Guido, the Italian Sausage, took a spill during the 20th anniversary sausage race.
The Brewers staff member apparently had to receive first aid, but should be OK.
June 27 marks the 20 year anniversary since the racing sausages took to the field, forever leaving the old scoreboard animations in the dust.
"I get a kick out of the crowd because you can kind of hear the roar of the crowd before the game. They kind of really get into it," said fan Dan Wolfgram.
Rooting for the life-sized customs has become part of the baseball tradition at Miller Park.
As the popularity of the original three sausages grew, so did their competition.
The Hot Dog was added in the late 90's, and in 2007, Chorizo joined the race.
It's left fans salivating over their favorites.
"I always root for the Polish," quipped one man.
David Krenke's affections are split.
"Brat and Italian, but I like Italian a little more."
Over the course of their history, the mascots haven't been short of the spotlight.

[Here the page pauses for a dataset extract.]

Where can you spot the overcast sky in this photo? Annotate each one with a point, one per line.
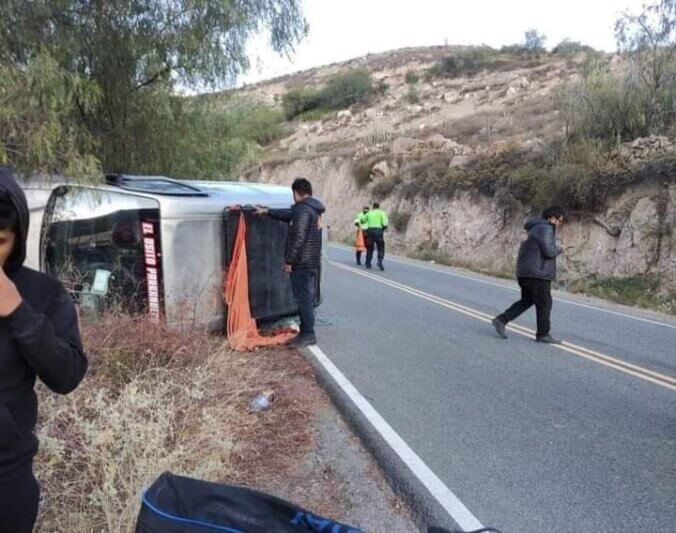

In 2003, controversy sparked when Pirates player Randall Simon hit the Italian Sausage with his bat during a race.
In recent months, the mascots garnered national attention after someone stole Guido, the Italian costume.
Their popularity has been recognized in other ball clubs too.
"We're being duplicated! The Washington Nationals have their Racing Presidents. Pittsburgh has perogies," rattled off Wolfgram.
Hhere in Wisconsin, Brewers fans fully admit the Klements Racing Sausages have held up to their famous name, as an icon.
"It's Wisconsin culture. You can't beat it. This is Wisconsin. You cant get any more than beer, Brewers and brats," said Krenke.
Years ago, then-Pittsburgh Pirate Randall Simon struck and injured the Italian Sausage runner with a baseball bat.
Earlier this year, someone stole the Italian Sausage costume, and it was more than a week until its recovery.